Transcribe interviews, podcasts, or meetings into searchable text files on your computer.
Create subtitles for videos by transcribing audio and exporting as SRT or VTT format.
Automatically transcribe new audio files as they arrive in a folder using the watch feature.
Build automation scripts that convert speech to text via the command-line interface.
Whisper model download and CUDA/GPU setup are the main bottlenecks; CPU fallback available but slower.
Buzz is a free, offline desktop app that converts spoken audio into text (transcription) and can translate it into other languages, all without sending your audio to any external server. It runs entirely on your own computer, which is useful if privacy matters or you do not have a reliable internet connection. It is powered by OpenAI's Whisper, an open-source speech recognition model. You can use it to transcribe audio and video files, YouTube links, or live audio captured from your microphone in real time.

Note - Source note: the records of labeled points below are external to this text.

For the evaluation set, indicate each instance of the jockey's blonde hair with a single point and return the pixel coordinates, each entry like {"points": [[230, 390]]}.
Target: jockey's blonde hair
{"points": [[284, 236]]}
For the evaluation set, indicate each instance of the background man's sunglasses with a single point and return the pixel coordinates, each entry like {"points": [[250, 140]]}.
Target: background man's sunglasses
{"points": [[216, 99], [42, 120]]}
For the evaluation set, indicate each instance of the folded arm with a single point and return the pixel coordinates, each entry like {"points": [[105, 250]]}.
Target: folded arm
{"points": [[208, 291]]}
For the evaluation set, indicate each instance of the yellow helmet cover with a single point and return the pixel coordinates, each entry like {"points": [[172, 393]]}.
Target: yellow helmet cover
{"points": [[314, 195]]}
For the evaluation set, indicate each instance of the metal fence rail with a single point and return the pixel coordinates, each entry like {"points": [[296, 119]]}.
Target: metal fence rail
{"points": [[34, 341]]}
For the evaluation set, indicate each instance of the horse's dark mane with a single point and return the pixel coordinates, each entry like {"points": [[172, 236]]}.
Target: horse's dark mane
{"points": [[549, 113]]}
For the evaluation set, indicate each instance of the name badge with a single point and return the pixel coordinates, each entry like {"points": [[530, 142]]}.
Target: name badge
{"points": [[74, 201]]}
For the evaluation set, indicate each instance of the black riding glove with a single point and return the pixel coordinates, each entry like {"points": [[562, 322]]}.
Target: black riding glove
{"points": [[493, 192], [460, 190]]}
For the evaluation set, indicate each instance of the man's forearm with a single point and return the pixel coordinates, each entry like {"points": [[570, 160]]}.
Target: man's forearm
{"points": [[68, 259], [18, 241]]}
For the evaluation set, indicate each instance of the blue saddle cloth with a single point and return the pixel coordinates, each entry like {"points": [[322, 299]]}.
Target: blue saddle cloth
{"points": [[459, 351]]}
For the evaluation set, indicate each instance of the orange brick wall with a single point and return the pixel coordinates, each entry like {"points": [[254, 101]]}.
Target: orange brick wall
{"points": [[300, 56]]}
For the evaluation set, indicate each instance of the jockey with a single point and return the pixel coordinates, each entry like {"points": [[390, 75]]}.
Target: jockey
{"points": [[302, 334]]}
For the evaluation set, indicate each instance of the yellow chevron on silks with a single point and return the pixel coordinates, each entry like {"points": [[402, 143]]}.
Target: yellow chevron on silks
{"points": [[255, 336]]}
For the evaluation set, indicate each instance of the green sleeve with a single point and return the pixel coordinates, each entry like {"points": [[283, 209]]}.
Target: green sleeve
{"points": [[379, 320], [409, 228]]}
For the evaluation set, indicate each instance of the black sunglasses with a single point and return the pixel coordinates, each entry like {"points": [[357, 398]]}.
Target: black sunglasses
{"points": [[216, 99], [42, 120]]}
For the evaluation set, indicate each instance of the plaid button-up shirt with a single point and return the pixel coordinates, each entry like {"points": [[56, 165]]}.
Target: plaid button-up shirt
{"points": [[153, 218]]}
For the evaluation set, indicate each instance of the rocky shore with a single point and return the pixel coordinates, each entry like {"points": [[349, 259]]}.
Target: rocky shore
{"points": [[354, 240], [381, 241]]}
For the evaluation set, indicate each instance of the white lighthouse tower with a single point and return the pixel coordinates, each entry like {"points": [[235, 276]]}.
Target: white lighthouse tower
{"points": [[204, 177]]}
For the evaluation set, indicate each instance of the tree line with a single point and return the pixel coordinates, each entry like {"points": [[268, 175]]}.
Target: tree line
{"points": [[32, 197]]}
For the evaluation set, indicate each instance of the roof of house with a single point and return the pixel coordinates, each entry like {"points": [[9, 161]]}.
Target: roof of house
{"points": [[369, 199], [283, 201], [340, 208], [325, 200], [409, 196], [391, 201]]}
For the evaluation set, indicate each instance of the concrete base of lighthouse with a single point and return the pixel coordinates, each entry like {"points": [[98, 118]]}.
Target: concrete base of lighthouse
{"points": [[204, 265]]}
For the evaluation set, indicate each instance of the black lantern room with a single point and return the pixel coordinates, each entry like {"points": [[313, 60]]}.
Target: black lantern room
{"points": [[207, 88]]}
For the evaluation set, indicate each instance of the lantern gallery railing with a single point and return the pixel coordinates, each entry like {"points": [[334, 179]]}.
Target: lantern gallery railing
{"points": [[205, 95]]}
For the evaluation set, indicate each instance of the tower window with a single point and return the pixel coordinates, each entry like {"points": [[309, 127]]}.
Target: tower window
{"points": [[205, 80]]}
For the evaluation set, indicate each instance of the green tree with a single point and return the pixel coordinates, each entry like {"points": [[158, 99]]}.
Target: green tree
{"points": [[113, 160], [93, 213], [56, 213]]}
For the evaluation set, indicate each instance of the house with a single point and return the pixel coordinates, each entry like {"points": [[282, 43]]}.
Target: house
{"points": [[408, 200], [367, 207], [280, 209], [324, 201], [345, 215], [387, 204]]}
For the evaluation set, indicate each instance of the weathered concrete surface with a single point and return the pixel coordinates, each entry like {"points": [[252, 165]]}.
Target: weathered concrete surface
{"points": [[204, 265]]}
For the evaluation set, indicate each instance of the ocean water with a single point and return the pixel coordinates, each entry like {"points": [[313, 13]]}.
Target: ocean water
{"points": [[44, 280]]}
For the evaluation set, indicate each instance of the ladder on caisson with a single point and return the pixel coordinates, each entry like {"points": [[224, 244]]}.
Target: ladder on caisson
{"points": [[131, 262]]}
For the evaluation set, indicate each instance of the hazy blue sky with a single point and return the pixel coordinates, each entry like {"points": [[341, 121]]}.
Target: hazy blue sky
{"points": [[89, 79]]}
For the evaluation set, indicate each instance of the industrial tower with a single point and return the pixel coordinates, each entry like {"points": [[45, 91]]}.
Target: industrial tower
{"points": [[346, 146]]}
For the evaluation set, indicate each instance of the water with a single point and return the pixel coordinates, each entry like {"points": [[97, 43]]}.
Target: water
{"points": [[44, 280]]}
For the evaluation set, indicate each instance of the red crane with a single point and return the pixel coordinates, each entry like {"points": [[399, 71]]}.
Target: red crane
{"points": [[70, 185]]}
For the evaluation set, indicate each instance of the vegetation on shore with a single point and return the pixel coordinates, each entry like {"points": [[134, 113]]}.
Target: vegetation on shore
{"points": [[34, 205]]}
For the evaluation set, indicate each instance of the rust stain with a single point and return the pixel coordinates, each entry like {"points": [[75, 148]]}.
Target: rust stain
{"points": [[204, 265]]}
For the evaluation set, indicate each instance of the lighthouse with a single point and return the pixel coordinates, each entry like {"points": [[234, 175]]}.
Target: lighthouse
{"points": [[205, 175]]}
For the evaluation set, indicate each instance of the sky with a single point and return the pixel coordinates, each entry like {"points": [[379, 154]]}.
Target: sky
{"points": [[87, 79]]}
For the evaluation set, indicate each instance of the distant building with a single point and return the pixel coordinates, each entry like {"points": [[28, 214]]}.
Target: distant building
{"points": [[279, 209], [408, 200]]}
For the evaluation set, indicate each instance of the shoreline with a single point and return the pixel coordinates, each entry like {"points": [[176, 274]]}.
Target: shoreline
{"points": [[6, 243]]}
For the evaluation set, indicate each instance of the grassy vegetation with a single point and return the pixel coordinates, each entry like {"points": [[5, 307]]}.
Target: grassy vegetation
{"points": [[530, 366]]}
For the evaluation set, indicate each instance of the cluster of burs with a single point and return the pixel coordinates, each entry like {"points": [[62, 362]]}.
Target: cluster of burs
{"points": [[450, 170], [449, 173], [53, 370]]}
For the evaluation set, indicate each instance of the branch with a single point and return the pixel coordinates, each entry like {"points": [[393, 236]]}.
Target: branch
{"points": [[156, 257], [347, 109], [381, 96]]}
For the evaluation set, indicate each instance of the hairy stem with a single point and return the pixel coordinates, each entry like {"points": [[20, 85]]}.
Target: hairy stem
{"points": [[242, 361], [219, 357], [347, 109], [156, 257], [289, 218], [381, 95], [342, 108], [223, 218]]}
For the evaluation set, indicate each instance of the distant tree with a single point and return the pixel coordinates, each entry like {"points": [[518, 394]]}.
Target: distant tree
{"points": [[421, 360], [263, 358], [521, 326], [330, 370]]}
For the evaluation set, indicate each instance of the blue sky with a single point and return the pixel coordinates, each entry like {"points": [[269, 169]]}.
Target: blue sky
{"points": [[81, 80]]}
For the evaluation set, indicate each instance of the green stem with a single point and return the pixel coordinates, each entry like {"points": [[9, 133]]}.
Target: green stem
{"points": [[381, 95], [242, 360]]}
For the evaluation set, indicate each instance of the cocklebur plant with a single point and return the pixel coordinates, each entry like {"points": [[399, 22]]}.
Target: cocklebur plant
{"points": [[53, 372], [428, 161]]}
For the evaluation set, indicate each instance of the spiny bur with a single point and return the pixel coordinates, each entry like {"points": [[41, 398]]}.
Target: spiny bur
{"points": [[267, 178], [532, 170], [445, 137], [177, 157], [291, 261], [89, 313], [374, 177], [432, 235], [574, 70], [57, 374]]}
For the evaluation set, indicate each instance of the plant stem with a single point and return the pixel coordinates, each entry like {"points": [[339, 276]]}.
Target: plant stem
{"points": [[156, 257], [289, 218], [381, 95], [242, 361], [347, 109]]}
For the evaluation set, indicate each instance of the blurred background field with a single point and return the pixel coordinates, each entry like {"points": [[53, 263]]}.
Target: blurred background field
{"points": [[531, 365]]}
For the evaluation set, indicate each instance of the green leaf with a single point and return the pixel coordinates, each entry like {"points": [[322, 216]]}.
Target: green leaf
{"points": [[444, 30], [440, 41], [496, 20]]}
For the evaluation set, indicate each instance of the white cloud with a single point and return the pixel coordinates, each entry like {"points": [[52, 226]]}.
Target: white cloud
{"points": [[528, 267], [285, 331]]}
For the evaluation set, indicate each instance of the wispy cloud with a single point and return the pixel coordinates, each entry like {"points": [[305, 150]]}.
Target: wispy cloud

The transcription viewer lets you search the text, control playback speed, and export results as TXT, SRT (subtitle format), or VTT files. It also supports speaker identification, background noise separation for better accuracy, and a watch folder feature that automatically transcribes new files as they appear. GPU acceleration is supported for Nvidia cards (via CUDA), Apple Silicon Macs, and most other GPUs via Vulkan. You would reach for Buzz any time you need to turn audio into text on your own machine, captioning a presentation, transcribing an interview, creating subtitles for a video, or building automation scripts via its command-line interface. It runs on macOS, Windows, and Linux.
Generated 2026-05-18 · Model: sonnet-4-6 · Verify against the repo before relying on details.